The first is appreciating how we arrived with the ability to feel and have emotions. As human beings, we are the end product of evolution by natural selection that arose in its most primitive organisms approximately 3.5 billion years ago. Over this vast eon of time, we are not unique in the animal kingdom to experience feelings and emotions. Over the last 150,000 to 300,000 years our species, Homo sapiens, is singular in having evolved the ability to use language and symbolic thought as part of how we reason in order to make sense of our experiences and view the world we inhabit. 

Feeling, emotion, and intellectual comprehension are inexorably intertwined with how we think. Not only are we aware of being aware, but also our ability to think enables us at will to remember a past and to imagine a future. Using our emotions, feelings, and reasoned thoughts, we can form a "theory of mind," so that we can understand the thinking of other people, which in turn enabled us to share knowledge as we created societies, cultures, and civilizations.

The second consideration is that machines are not organisms and no matter how complex and sophisticated they become, they will not evolve by natural selection. By whatever means machines are designed and programmed, their possessing the ability to have feelings and emotions would be counter-productive to what will make them most valuable.

The driving force for more advanced intelligent machines will be the need to process and analyze the incomprehensible amount of information and data that will become available to help us ascertain what is likely to be true from what is false, what is relevant from what is irrelevant. They will make predictions, since they too will have the ability to peer into the future while waiting, as will always be the case, for its cards to be revealed. They will have to be totally rational agents in order to do these tasks with accuracy and reliability.
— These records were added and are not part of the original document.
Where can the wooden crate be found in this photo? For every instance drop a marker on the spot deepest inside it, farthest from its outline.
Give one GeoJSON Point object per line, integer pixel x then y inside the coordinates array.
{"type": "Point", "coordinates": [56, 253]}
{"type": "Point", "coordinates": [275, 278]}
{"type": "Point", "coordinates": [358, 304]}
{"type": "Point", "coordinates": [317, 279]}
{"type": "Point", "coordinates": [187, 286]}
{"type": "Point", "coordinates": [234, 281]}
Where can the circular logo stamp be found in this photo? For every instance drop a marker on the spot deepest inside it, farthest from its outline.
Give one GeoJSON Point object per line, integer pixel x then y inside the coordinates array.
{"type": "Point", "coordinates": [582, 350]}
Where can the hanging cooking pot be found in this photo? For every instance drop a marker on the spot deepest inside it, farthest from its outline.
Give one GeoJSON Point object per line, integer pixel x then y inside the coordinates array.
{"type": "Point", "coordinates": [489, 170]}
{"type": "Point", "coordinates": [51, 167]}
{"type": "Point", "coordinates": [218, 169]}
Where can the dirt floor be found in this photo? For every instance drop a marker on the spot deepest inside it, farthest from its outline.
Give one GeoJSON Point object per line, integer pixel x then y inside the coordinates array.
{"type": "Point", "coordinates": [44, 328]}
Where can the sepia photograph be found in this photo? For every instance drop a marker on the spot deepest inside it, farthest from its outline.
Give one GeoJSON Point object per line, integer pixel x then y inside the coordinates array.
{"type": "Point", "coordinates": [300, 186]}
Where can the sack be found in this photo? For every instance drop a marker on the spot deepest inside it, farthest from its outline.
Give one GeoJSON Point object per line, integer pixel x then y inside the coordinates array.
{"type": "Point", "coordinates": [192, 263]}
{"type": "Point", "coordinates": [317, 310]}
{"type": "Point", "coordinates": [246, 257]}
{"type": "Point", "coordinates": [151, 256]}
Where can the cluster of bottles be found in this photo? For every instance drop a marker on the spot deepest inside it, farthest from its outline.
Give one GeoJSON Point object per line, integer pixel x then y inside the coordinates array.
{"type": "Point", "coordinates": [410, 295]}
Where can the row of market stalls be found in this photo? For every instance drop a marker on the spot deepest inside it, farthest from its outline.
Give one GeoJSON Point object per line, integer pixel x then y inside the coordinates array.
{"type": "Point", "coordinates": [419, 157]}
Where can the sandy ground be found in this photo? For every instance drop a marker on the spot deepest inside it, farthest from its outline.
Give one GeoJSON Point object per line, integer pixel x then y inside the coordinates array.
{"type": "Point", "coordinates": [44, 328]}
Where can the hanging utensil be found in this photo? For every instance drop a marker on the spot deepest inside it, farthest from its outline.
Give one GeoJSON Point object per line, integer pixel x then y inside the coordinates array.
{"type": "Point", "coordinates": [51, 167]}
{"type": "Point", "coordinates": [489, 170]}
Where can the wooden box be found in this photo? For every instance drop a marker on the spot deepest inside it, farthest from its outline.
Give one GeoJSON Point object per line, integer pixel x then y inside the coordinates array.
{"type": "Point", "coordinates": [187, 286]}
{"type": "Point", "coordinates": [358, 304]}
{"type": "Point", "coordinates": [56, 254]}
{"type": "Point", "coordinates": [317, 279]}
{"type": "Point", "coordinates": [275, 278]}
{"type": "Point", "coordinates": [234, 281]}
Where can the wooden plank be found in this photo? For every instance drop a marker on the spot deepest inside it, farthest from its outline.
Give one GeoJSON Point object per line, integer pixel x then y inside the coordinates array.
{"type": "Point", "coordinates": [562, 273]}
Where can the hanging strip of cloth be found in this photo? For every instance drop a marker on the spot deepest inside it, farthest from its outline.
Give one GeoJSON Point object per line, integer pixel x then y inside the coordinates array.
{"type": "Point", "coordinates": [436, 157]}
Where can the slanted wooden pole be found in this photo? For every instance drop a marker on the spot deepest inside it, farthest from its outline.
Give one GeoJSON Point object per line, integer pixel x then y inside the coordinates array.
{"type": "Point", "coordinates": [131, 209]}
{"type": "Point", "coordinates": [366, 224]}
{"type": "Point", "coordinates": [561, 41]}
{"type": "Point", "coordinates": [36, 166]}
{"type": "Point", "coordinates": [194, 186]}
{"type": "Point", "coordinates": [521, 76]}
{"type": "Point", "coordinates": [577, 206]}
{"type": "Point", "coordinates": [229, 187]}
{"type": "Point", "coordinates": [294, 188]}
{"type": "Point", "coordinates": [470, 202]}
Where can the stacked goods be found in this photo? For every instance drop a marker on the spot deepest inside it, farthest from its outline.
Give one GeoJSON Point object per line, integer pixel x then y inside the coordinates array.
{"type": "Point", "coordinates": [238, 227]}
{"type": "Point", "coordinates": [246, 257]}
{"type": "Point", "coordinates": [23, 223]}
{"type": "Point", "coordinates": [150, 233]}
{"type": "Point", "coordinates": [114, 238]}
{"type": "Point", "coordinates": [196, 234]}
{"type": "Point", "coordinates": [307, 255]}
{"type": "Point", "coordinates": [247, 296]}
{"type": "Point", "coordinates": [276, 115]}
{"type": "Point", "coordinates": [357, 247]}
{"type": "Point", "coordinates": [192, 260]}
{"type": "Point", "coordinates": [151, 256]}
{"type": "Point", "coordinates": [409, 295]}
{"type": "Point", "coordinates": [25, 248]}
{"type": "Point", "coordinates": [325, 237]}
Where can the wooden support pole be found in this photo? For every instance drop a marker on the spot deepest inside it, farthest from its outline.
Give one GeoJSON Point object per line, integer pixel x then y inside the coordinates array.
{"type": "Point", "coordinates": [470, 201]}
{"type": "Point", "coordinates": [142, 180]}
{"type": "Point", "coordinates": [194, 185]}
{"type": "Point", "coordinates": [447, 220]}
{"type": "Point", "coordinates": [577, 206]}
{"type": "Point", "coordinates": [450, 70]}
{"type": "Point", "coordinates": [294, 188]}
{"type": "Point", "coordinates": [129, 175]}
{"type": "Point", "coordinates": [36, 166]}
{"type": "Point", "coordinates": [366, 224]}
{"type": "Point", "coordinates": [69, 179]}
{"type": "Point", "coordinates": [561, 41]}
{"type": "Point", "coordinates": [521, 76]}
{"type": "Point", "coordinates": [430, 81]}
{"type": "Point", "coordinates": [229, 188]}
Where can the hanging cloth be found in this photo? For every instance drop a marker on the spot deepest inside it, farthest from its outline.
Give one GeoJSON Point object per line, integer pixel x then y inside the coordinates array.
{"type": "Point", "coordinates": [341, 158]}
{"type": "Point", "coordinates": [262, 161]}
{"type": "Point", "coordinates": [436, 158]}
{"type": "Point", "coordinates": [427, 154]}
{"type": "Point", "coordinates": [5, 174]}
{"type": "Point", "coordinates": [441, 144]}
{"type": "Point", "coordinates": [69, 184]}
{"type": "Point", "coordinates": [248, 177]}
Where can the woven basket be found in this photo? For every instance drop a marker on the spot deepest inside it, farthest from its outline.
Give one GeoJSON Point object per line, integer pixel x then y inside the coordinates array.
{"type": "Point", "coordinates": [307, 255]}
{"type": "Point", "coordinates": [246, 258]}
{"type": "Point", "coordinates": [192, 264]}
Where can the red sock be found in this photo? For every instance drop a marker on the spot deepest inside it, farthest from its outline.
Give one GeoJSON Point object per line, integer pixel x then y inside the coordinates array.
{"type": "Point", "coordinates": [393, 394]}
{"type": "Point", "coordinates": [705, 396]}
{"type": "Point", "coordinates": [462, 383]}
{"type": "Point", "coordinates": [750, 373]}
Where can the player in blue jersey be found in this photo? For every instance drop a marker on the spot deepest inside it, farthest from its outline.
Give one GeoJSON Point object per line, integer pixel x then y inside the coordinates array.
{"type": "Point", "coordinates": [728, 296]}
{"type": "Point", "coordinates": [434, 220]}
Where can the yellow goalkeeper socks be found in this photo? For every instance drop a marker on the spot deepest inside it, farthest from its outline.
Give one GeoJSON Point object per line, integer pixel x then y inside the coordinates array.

In their decision analysis, a system of moral standards will be necessary.

Perhaps it will be some calculus incorporating such utilitarian principles as the "the greatest happiness of the greatest number is the measure of right and wrong" with the Golden Rule, the foundational precept that underlies many religions: "One should treat others as one would like to treat oneself." If feelings and emotions introduced subjective values, this would be a self-defeating strategy to solving the complex problems that we will continue to face as we try to weigh what is best for our own species, along with the rest of life we share with our planet.

My experience as a clinical neurologist makes me partial to believing that we will be unable to read machines' thoughts, but also they will be incapable of reading ours. There will be no shared theory of mind. I suspect the closest we can come to knowing this most complex of states is indirectly by studying the behavior of these super-intelligent machines. In this context, they will have crossed that threshold when they start to replicate themselves and look for a source of energy solely under their control. If this should occur, and if I am still around—a highly unlikely expectation—my judgment about whether this poses a utopian or dystopian future will be based upon thinking, which will be biased as always, since it will remain a product of analytical reasoning, colored by my feelings and emotions.